This blog is for those 18 and older.

Wednesday, June 20, 2018

The Key by Kathryn Hughes

So many loves stories and they start at a mental asylum.  That’s what they used to call such places where families sent what they construed as a misfit or a person the family has no use for.  Didn’t matter the person could be throw behind locked doors for any and all reasons without psychiatric or medical doctor reports.

Sarah has an undying interest in the long closed and dilapidated Ambergate Lunatic Asylum in London.  Snooping around the battered rooms to find details of the lives of those left to endure an unsympathetic existence, not only does Sarah find a friend, a pile of leftover suitcases with clues, her father’s past as a doctor, and the man she will fall in love with.The Key

Most suitcases held miscellaneous personal items, never returned to the inmates, yet the key to a certain piece of luggage opened Sarah’s curiosity about a yellowed wedding dress and a painting.

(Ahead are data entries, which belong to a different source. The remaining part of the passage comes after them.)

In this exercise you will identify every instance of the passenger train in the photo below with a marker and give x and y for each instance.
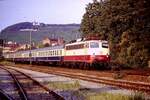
(82, 53)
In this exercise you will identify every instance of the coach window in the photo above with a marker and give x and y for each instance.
(94, 45)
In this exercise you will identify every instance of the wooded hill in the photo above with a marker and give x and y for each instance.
(125, 24)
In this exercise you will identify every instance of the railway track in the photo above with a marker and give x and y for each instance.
(139, 86)
(120, 83)
(26, 88)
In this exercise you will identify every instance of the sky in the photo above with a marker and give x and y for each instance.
(46, 11)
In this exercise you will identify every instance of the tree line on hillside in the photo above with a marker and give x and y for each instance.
(125, 24)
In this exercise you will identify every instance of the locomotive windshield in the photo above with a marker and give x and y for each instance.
(94, 45)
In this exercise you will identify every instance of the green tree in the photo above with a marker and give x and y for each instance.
(126, 25)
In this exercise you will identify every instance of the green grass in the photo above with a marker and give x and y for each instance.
(110, 96)
(7, 63)
(64, 86)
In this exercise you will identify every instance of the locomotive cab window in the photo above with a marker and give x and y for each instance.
(94, 45)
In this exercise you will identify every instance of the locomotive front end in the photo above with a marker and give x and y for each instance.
(99, 52)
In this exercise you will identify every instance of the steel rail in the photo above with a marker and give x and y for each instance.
(4, 95)
(22, 92)
(120, 83)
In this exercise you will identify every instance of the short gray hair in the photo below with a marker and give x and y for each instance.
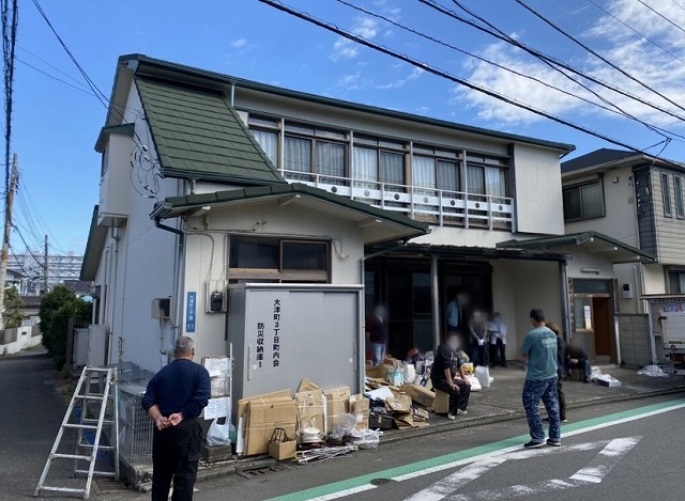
(184, 345)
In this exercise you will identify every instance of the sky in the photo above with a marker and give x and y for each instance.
(57, 119)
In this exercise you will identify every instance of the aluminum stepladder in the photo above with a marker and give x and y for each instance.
(93, 400)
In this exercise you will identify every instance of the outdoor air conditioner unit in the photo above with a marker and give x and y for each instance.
(161, 308)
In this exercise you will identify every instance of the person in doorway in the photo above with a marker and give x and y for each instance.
(447, 376)
(377, 333)
(539, 352)
(478, 330)
(174, 398)
(576, 358)
(497, 331)
(561, 349)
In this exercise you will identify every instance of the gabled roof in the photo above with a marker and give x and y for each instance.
(198, 135)
(614, 250)
(209, 79)
(377, 225)
(606, 158)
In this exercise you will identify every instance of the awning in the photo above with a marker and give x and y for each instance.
(595, 243)
(377, 225)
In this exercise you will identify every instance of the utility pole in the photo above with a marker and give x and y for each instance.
(4, 256)
(45, 268)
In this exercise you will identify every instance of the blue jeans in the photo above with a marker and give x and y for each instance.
(378, 351)
(533, 391)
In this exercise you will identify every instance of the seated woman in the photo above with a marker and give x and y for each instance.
(447, 376)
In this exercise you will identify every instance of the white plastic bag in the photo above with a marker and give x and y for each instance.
(219, 434)
(475, 384)
(483, 375)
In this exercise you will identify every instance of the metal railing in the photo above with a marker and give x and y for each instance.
(441, 207)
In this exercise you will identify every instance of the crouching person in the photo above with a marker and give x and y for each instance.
(447, 376)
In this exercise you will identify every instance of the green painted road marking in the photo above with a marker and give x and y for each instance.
(426, 464)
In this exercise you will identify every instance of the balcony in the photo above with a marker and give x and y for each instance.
(439, 207)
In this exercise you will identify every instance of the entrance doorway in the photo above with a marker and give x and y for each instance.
(602, 319)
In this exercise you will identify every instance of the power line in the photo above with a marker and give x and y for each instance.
(609, 107)
(599, 56)
(443, 74)
(641, 35)
(553, 62)
(669, 21)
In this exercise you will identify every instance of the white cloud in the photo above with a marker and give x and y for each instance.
(239, 43)
(344, 48)
(634, 53)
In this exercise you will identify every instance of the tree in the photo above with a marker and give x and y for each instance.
(56, 308)
(12, 315)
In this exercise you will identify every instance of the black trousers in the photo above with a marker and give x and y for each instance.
(498, 354)
(562, 400)
(459, 398)
(175, 455)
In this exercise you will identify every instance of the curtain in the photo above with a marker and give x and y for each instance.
(392, 170)
(475, 179)
(423, 172)
(365, 167)
(298, 155)
(269, 142)
(331, 161)
(448, 175)
(495, 182)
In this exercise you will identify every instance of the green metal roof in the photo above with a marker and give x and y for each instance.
(306, 196)
(198, 135)
(619, 252)
(203, 78)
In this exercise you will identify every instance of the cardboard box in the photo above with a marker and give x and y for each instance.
(263, 417)
(337, 405)
(283, 450)
(311, 409)
(306, 385)
(419, 394)
(220, 386)
(243, 406)
(359, 406)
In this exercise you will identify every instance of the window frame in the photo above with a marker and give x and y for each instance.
(579, 186)
(666, 201)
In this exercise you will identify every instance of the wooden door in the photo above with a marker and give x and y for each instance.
(603, 326)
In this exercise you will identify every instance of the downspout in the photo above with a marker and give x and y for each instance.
(563, 274)
(177, 287)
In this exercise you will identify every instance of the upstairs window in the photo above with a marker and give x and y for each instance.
(678, 192)
(585, 201)
(666, 195)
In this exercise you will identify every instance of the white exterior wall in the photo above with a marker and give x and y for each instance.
(347, 250)
(620, 221)
(538, 199)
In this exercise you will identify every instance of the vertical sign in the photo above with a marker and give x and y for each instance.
(191, 311)
(277, 335)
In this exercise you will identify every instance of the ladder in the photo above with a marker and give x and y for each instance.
(93, 417)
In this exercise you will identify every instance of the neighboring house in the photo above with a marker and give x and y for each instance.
(209, 180)
(637, 201)
(61, 268)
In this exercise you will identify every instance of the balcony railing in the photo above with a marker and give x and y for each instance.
(441, 207)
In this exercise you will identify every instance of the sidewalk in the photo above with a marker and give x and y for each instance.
(499, 403)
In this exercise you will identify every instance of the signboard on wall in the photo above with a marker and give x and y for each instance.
(191, 311)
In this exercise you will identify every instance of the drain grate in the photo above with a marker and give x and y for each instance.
(260, 472)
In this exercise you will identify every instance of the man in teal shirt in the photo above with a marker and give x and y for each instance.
(539, 352)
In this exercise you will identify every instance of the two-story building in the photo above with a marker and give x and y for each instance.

Sarah enlisted a fellow librarian, Matt, to help her dig up the history of the asylum patients.  She eventually enjoyed the time she spent with him to do her project, his wit and helpfulness, his caring ways.  

So many lives changed because of the what Sarah uncovered.  Sarah’s father had been a doctor at the asylum.  He had a connection with the woman and the faded wedding dress.  A vagrant who lived in the rundown building needed to find his way home, and the lives of many of the patients turned toward love and friendship when Sarah revealed the secrets held in the dreary walls of the asylum, ready for demolition and a fresh start.

 A poignant story based on the early lack of knowledge of those who aren’t like everyone else.  Love heals a lot.